# Pm 1236 Oil Drain



## change gear (Jan 8, 2016)

Quick question for the precision Mathews crew, What metric pipe thread are the drain plugs? I made a bit of a mess when I removed the bottom oil drain plug and would like to make a oil drain out of pipe for the next maintainence interval.    I imagine I'm not the only one who's been through this lol


----------



## change gear (Jan 8, 2016)

It is a 16mm fine thread


----------



## Morgan RedHawk (Jan 8, 2016)

change gear said:


> I imagine I'm not the only one who's been through this lol



Not the only one...I made a huge mess, cleaned it up, promptly knocked over my bucket, making an even more impressive mess!


----------



## change gear (Jan 10, 2016)

I ended up sucking the old gear box oil out with a hand held pump, Saved a mess I'm betting


----------



## mksj (Jan 10, 2016)

One trick I use when draining  the oil is to get a plastic sheet protector or other flexible plastic sheet, and tape (clear plastic type) it to the machine just under the drain outlet. You can fold the other end  to make a U or tube to direct the oil to a funnel/container. I used it to direct the oil to a funnel with tubing going down to a 1 gallon empty milk container. I have kicked over enough things, that I put the cap on the container before I store it away. I use the old headstock oil to lubricate gears in my Norton gearbox (one shot) and as cutting oil.


----------



## arvidj (Jan 10, 2016)

mksj said:


> One trick I use when draining  the oil is to get a plastic sheet protector or other flexible plastic sheet, and tape (clear plastic type) it to the machine just under the drain outlet. You can fold the other end  to make a U or tube to direct the oil to a funnel/container.

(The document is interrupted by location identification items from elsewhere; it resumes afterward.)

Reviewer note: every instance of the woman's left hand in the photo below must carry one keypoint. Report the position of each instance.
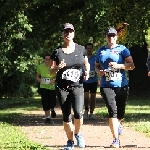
(86, 76)
(114, 65)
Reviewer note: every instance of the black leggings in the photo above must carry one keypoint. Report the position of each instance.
(73, 98)
(115, 100)
(48, 99)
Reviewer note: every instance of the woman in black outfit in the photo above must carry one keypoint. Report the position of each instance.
(67, 62)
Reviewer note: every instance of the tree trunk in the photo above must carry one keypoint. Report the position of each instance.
(139, 82)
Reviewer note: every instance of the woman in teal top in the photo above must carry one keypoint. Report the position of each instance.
(111, 62)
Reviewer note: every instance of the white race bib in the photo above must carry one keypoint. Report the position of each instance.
(113, 74)
(71, 74)
(91, 73)
(45, 81)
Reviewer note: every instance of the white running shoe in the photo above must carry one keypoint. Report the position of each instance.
(91, 116)
(85, 115)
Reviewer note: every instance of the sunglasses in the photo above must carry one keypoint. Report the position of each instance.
(68, 31)
(111, 35)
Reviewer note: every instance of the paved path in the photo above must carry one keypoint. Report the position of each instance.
(96, 133)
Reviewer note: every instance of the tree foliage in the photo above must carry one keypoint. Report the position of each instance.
(31, 27)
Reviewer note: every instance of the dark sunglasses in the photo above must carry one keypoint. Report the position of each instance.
(68, 31)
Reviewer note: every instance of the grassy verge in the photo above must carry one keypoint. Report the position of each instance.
(137, 115)
(11, 137)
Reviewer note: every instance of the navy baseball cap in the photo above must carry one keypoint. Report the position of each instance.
(67, 26)
(111, 30)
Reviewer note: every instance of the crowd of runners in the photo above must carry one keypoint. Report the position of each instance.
(72, 73)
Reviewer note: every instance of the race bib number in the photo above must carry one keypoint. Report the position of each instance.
(45, 81)
(113, 75)
(71, 74)
(91, 73)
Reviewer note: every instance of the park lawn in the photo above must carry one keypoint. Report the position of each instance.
(11, 136)
(137, 117)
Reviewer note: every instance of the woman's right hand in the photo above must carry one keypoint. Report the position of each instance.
(101, 72)
(62, 64)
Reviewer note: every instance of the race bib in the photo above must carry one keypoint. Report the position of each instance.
(92, 74)
(45, 81)
(72, 75)
(113, 75)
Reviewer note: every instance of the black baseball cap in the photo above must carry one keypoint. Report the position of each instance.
(67, 26)
(111, 30)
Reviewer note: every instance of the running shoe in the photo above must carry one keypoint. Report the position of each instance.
(80, 140)
(91, 116)
(70, 145)
(115, 143)
(53, 114)
(85, 115)
(47, 120)
(120, 129)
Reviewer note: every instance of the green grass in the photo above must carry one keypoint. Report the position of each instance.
(11, 136)
(137, 116)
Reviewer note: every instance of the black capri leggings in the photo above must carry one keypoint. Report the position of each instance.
(73, 98)
(115, 100)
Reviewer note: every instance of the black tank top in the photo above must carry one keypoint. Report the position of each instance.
(71, 75)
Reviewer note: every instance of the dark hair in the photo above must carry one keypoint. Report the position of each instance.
(89, 44)
(120, 29)
(67, 26)
(47, 54)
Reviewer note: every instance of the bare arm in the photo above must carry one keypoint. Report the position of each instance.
(87, 65)
(38, 77)
(86, 68)
(129, 65)
(98, 69)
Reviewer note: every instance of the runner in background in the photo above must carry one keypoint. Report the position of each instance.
(90, 85)
(111, 62)
(47, 89)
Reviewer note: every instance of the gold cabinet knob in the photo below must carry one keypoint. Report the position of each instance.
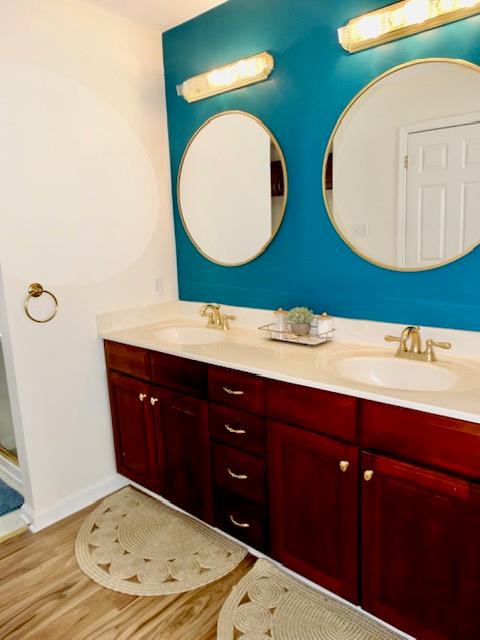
(241, 525)
(368, 475)
(232, 430)
(237, 476)
(231, 392)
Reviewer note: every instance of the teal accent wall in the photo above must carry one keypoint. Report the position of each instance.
(314, 79)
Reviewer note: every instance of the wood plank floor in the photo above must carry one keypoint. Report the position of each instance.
(45, 596)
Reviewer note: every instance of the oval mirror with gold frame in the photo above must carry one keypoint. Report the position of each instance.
(401, 174)
(232, 188)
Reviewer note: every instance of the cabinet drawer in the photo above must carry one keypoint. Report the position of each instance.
(179, 374)
(241, 519)
(239, 429)
(239, 472)
(236, 389)
(131, 360)
(320, 411)
(436, 441)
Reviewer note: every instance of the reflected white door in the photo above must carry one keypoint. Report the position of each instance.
(443, 194)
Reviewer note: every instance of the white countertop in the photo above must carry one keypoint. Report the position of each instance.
(247, 349)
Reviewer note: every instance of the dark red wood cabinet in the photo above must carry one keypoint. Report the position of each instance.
(377, 503)
(313, 484)
(414, 551)
(138, 440)
(161, 436)
(187, 453)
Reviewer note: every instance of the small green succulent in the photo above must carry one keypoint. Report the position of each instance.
(300, 315)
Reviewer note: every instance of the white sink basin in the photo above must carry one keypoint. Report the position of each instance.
(189, 335)
(395, 373)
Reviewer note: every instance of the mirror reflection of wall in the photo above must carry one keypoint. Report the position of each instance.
(402, 172)
(232, 188)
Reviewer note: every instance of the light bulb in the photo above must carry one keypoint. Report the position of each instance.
(447, 5)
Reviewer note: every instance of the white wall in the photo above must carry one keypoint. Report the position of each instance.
(86, 211)
(7, 437)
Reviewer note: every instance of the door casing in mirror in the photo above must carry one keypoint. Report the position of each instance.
(342, 125)
(186, 193)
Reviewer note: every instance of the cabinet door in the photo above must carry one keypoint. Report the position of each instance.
(414, 536)
(183, 421)
(133, 428)
(313, 488)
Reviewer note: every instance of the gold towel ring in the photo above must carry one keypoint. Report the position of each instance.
(35, 290)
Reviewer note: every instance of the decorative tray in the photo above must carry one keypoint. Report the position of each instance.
(312, 340)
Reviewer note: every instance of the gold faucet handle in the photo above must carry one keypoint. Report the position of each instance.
(210, 311)
(226, 318)
(440, 345)
(400, 339)
(430, 353)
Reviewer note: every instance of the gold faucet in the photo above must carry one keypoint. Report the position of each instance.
(414, 351)
(216, 319)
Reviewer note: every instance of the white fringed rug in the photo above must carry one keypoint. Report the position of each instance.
(268, 604)
(137, 545)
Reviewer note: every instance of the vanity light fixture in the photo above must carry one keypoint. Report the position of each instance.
(402, 19)
(231, 76)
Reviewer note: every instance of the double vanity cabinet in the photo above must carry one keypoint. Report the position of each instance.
(377, 503)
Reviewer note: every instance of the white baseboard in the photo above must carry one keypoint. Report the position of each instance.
(40, 519)
(10, 473)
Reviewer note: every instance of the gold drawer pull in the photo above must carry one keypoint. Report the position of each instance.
(237, 476)
(368, 475)
(241, 525)
(233, 393)
(232, 430)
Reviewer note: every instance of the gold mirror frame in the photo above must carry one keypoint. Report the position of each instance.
(343, 115)
(274, 141)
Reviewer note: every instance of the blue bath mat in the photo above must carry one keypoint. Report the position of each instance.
(9, 499)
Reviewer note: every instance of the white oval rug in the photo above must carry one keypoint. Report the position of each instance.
(268, 604)
(137, 545)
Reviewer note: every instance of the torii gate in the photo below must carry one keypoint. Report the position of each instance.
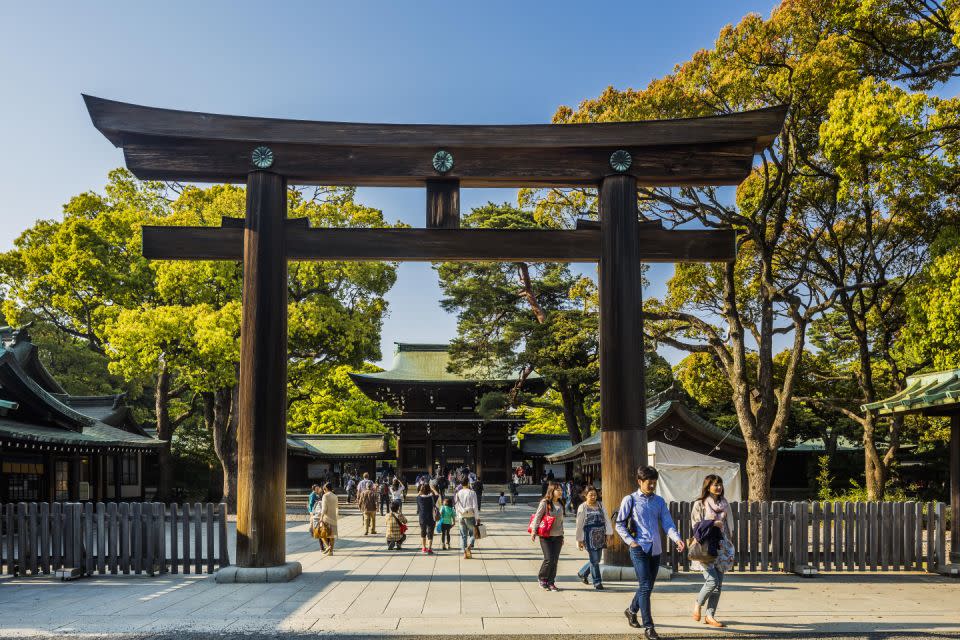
(268, 154)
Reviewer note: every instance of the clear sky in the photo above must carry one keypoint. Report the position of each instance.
(415, 61)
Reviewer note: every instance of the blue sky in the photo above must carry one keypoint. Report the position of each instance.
(417, 61)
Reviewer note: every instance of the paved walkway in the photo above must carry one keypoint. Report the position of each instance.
(366, 590)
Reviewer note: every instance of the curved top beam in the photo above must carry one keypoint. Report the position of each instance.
(185, 145)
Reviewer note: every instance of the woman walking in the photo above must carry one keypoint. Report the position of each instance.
(396, 527)
(712, 507)
(325, 512)
(427, 514)
(447, 513)
(396, 494)
(551, 539)
(593, 527)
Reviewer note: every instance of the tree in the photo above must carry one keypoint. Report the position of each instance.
(520, 317)
(808, 56)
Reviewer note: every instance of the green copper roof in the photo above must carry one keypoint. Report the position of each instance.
(338, 445)
(95, 434)
(544, 444)
(938, 391)
(656, 410)
(428, 363)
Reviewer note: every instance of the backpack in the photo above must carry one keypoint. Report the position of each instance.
(631, 523)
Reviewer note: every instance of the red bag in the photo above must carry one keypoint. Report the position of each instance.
(543, 529)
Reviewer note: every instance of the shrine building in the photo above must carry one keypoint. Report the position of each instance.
(435, 413)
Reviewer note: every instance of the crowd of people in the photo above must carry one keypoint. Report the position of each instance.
(638, 521)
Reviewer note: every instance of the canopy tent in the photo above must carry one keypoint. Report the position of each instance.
(682, 472)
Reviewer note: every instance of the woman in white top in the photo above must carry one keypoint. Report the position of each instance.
(593, 527)
(328, 508)
(711, 506)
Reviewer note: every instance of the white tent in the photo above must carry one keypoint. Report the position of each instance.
(682, 472)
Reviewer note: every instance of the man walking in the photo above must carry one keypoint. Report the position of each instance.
(368, 501)
(466, 506)
(639, 520)
(365, 483)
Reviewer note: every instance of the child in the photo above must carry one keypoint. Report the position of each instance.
(447, 513)
(396, 527)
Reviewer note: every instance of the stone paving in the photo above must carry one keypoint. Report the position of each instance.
(365, 590)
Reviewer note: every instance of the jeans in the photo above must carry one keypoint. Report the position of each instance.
(467, 534)
(646, 567)
(592, 566)
(550, 546)
(370, 522)
(710, 593)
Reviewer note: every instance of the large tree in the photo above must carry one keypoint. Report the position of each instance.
(519, 317)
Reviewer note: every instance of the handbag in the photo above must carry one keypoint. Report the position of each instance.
(546, 523)
(697, 551)
(725, 556)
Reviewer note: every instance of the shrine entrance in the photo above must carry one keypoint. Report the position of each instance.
(269, 154)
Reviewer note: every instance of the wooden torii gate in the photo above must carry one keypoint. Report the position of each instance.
(270, 154)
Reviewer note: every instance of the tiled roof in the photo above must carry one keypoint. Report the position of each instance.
(428, 363)
(544, 444)
(96, 434)
(338, 445)
(658, 408)
(938, 391)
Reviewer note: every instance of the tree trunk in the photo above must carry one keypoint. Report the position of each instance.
(874, 469)
(164, 433)
(760, 461)
(569, 413)
(220, 415)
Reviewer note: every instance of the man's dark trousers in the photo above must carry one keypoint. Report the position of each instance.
(646, 567)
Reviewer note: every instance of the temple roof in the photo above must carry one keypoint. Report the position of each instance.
(339, 445)
(660, 409)
(931, 393)
(430, 363)
(34, 408)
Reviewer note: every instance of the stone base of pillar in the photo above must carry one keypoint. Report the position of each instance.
(615, 573)
(281, 573)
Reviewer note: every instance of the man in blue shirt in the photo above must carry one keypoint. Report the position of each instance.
(641, 516)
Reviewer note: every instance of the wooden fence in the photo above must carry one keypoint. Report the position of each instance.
(125, 537)
(829, 536)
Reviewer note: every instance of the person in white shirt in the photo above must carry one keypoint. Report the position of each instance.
(466, 505)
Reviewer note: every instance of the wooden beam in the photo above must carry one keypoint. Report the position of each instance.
(121, 121)
(261, 429)
(443, 204)
(722, 163)
(622, 392)
(438, 245)
(161, 144)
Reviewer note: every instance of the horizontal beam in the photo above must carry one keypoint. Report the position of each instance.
(229, 162)
(439, 245)
(161, 144)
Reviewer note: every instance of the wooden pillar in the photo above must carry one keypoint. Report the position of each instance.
(261, 430)
(117, 481)
(955, 488)
(622, 390)
(443, 204)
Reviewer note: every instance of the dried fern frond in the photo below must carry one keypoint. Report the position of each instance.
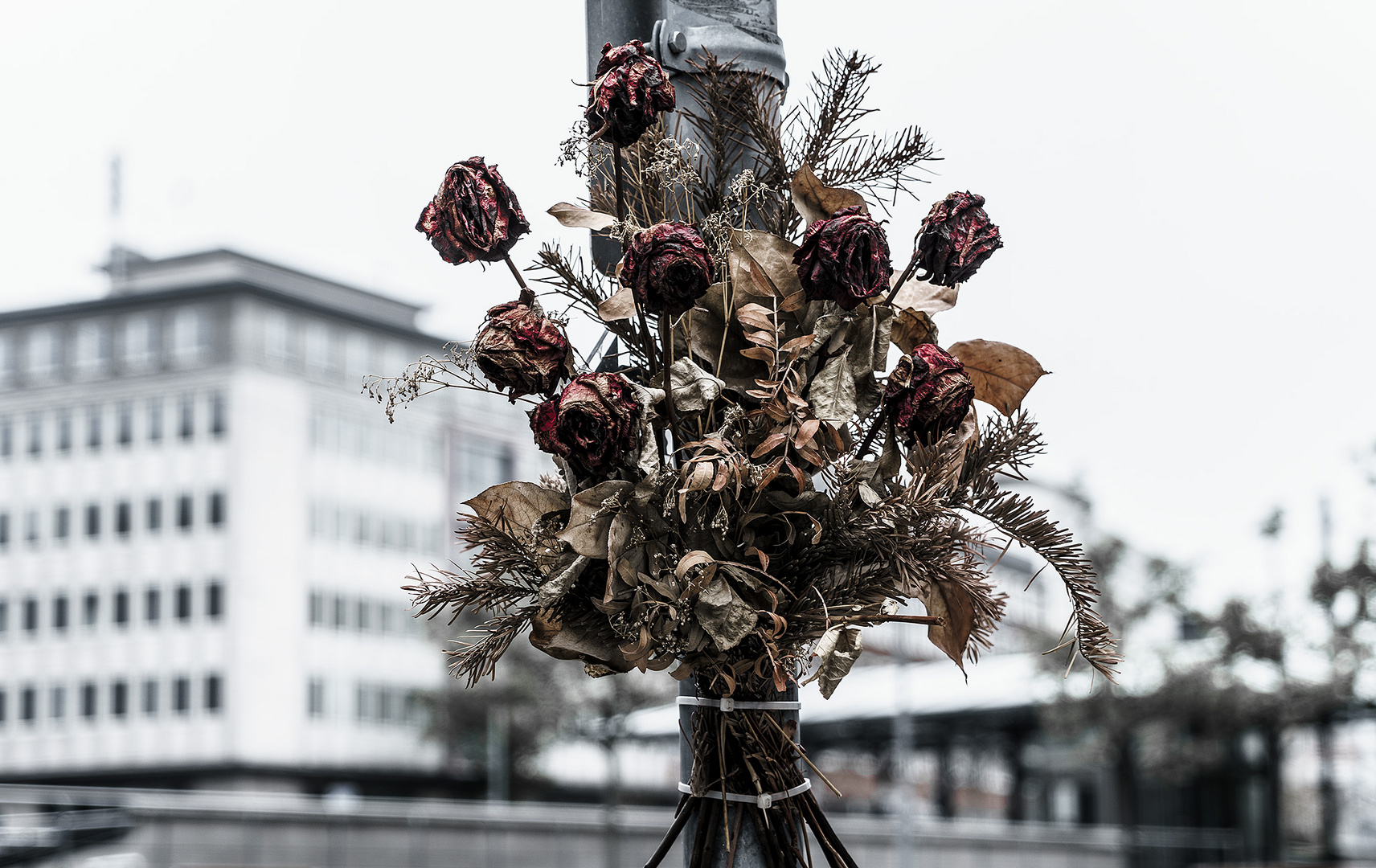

Along the same line I use aluminum foil and duct tape to provide oil guidance. What. I happened to have on hand.


----------



## Johnnybar (Dec 5, 2016)

I second the hand pump for keeping things clean.  They are $7 - $18 at Walmart depending on which size you want and I would expect auto parts outlets to carry them too.  The $7 unit is setup to work with 1 qt bottles so, just add some tubing to the pickup to reach the bottom of the headstock.  Attwood Gear Lube Pump is the quart bottle unit and the larger Seasense Portable Oil Change Kit includes a 1.5 gal capacity waste jug and likely will be much faster in draining the higher capacity headstocks.  You can also add a petcock to the drain hole if your design allows clearance so that you can drain it similar to a car radiator....a length a tube temporarily stuck on the petcock nipple simplifies getting the waste oil to where you desire.


----------